Case Based Teaching

Overview: Structure of the Cases

The structure and format of the case teaching modules have evolved over the past decade based on user feedback and a recent needs assessment. During the early years, we prepared simple case narratives with a list of questions for discussion at the bottom of the page. We learned that narratives are best when brief, and designed to lead the learner naturally to further inquiry. As the target group of learners for our project included residents at different levels, we determined that narratives should be broken into several parts, each of which is designed to help the discussion move from information gathering, to testing and assessment, diagnostic formulation, treatment planning, and clinician-patient communication. We quickly discovered that learners also needed handouts and lists of references for further reading. More recently, site users have expressed a need for quick “bullet point” messages for each case as well as post-assessment question and answers. We also learned users appreciate flexibility and the curriculum includes options for teaching via discussion or individual learning and provides additional suggestions for continued learning activities and skills development in some areas. These advances are now incorporated into each case.

Each module contains a 3-4 part case narrative, handouts, an annotated bibliography, a comprehensive facilitator’s (or teacher’s) guide specific to the individual case, clinical pearls, and knowledge questions and answers. The materials are designed in a manner that allows teaching sessions to be conducted by either faculty or properly prepared trainees. The best way to understand the construction of these cases is to read through one, and then use this page to guide you through each section.

Case Narrative

Most case narratives are divided into three parts. Part I describes how the patient first presented in the primary care setting and prompts a discussion of the differential diagnosis. Part II presents additional information on further history, physical examination and diagnostic tests and prompts a discussion of treatment possibilities. The third part of the case is the Epilogue, designed to give learners a general idea of the patient’s outcome.


Handouts either supply supplemental information to the case narrative (e.g., Growth chart, visual exam findings, psychological test results), and are distributed during the course of the case discussion; or they summarize evidence based guidelines and are distributed at the end of the teaching session. Specific suggestions on how handouts should be used are included in the Facilitator’s Guide.

Clinical Pearls

A bulleted list of the key take home points mirroring the educational objectives are included for each case.

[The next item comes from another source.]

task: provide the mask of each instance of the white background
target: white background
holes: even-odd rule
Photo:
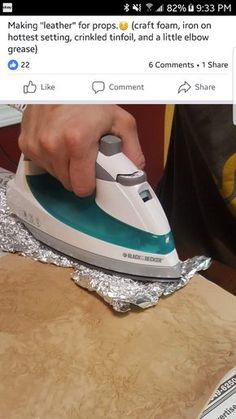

References and Annotated Bibliography

Each case includes a bibliography. Several citations, usually general reviews or book chapters, are chosen for brief annotation and listed under “Suggested Readings.” Where appropriate, the reference page includes contact information for national organizations (e.g., National Down Syndrome Congress) and educational resources on the World Wide Web.

Facilitator’s Guide

This section begins with the case title, authors and reviewers, educational objectives and suggested facilitator preparation. The following pages present a step-by-step guide to teaching the case. Prompts for the facilitator (e.g. Distribute Part II of the case narrative) are indicated by bold-face type. Brief discussions of key teaching points are included after each guide question. This guide is intended for use by facilitators (teachers) and not designed to be handed out to learners (students).

Materials for Learners

A separate PDF will include relevant supplemental information (e.g. treatment guidelines), clinical pearls, knowledge questions & answers, and references to be handed out to learners (students)

Powerpoint Presentations

A separate powerpoint presentation includes case narratives and relevant handouts (e.g., Growth chart, visual exam findings, psychological test results) and can be used as alternative to distributing paper copies.